The qc directory should contain the output of programs run for quality control purposes (e.g. fastQC, samtools flagstat).

Scripts directory

It’s up to you if you want to store your scripts inside the scripts directory or with the output files that were generated.
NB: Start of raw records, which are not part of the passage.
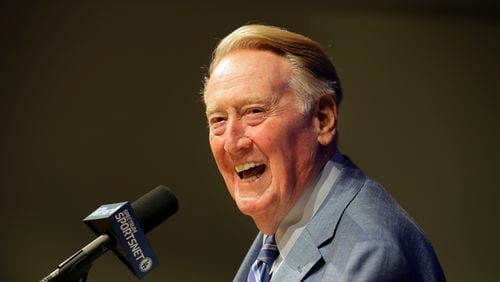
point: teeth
(250, 179)
(245, 166)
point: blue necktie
(261, 268)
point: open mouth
(250, 171)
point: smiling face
(266, 149)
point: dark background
(99, 104)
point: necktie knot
(260, 270)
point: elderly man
(272, 100)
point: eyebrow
(243, 102)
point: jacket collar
(307, 250)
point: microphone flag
(133, 248)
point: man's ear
(325, 117)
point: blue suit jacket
(359, 233)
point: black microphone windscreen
(155, 207)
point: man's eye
(215, 120)
(255, 111)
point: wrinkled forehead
(245, 70)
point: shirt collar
(307, 205)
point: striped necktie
(261, 268)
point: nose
(236, 142)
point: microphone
(122, 227)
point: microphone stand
(76, 267)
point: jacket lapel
(250, 257)
(306, 252)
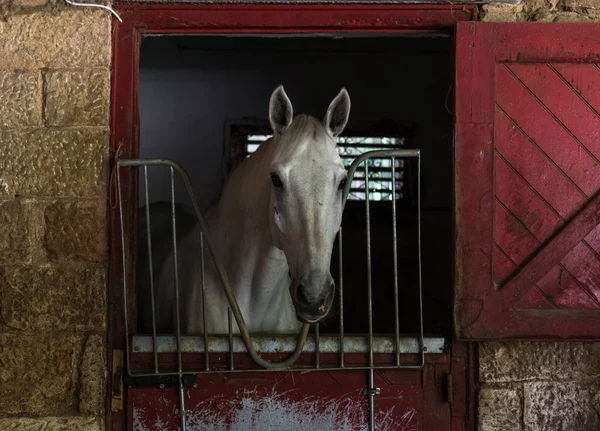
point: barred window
(349, 148)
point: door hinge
(188, 380)
(117, 381)
(449, 388)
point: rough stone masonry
(54, 129)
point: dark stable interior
(193, 87)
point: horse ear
(281, 112)
(338, 113)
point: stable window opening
(212, 92)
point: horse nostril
(301, 295)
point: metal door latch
(371, 392)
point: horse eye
(276, 181)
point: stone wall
(540, 386)
(54, 130)
(543, 11)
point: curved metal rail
(234, 307)
(237, 314)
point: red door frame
(141, 20)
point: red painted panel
(535, 168)
(524, 202)
(139, 21)
(534, 299)
(503, 266)
(593, 239)
(511, 236)
(565, 291)
(271, 402)
(584, 264)
(570, 110)
(549, 136)
(532, 85)
(584, 79)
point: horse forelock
(304, 133)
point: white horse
(273, 229)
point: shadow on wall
(191, 85)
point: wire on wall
(108, 8)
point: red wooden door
(527, 167)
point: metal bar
(230, 325)
(205, 329)
(182, 412)
(300, 369)
(395, 241)
(221, 270)
(328, 344)
(317, 340)
(419, 248)
(149, 235)
(369, 302)
(341, 293)
(371, 400)
(369, 272)
(123, 255)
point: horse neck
(242, 234)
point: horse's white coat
(279, 213)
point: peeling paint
(258, 408)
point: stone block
(499, 13)
(15, 246)
(72, 38)
(77, 97)
(75, 231)
(25, 4)
(501, 362)
(93, 377)
(499, 410)
(47, 162)
(572, 406)
(53, 299)
(52, 424)
(38, 373)
(588, 4)
(21, 99)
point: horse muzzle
(312, 297)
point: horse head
(307, 179)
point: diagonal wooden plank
(502, 266)
(524, 202)
(584, 78)
(585, 267)
(537, 124)
(535, 168)
(565, 105)
(511, 236)
(535, 299)
(552, 252)
(565, 291)
(593, 239)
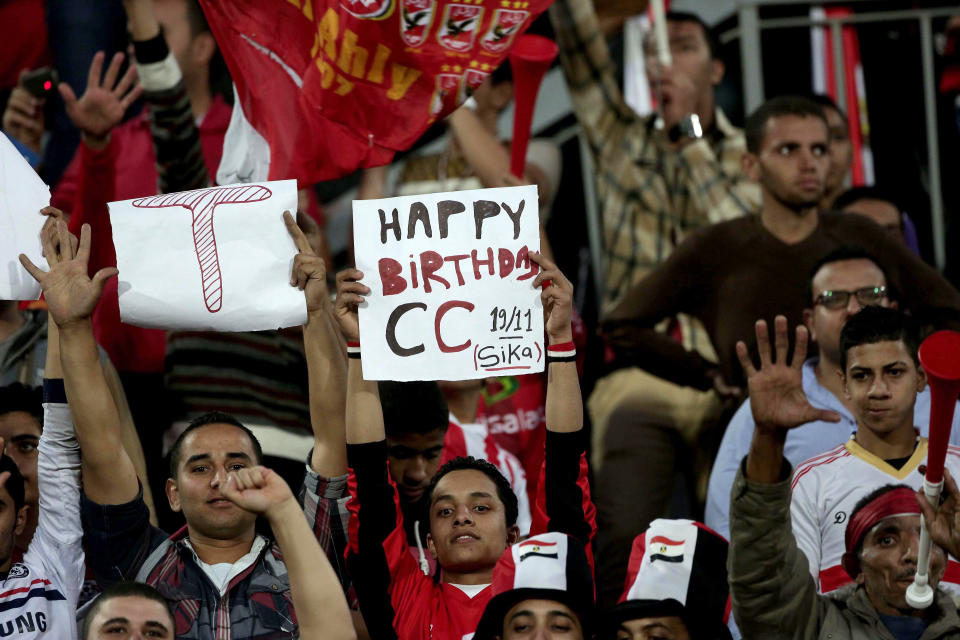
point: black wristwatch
(689, 127)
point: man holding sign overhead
(471, 510)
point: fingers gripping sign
(557, 298)
(350, 295)
(309, 273)
(776, 388)
(70, 293)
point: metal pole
(594, 228)
(933, 146)
(839, 68)
(750, 58)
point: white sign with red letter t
(214, 259)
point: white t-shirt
(38, 597)
(827, 488)
(471, 590)
(222, 573)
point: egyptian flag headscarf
(677, 568)
(550, 566)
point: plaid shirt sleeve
(714, 176)
(324, 503)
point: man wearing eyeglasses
(841, 284)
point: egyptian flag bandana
(677, 568)
(550, 566)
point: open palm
(70, 293)
(776, 389)
(102, 105)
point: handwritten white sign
(214, 259)
(451, 285)
(22, 195)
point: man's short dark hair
(713, 43)
(504, 490)
(845, 252)
(867, 499)
(20, 397)
(879, 324)
(123, 589)
(413, 407)
(826, 102)
(855, 194)
(213, 417)
(755, 129)
(14, 484)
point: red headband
(902, 501)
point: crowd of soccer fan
(746, 293)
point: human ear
(716, 71)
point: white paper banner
(212, 259)
(22, 195)
(451, 285)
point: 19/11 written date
(514, 320)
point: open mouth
(411, 493)
(465, 538)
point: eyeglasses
(867, 296)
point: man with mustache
(772, 596)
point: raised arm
(563, 494)
(564, 410)
(176, 137)
(770, 584)
(594, 91)
(326, 359)
(776, 398)
(108, 474)
(364, 413)
(317, 597)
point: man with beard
(733, 273)
(771, 593)
(727, 276)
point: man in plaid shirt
(655, 185)
(220, 577)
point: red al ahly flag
(334, 85)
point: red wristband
(563, 352)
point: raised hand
(257, 490)
(309, 273)
(70, 293)
(944, 521)
(103, 104)
(776, 389)
(557, 299)
(350, 292)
Just make sure you document all the code that was run somewhere sensible.

Software directory

If you have any additional software you compiled specifically for your project, you can store them here.

README files

README files are plain-text files where you should write descriptions of what the directory contains, what analysis was done, why certain parameters were chosen, what results were found, etc. Place a README file in any directory you feel could use one. Documenting your work clearly is good practice and often pays dividends in the future.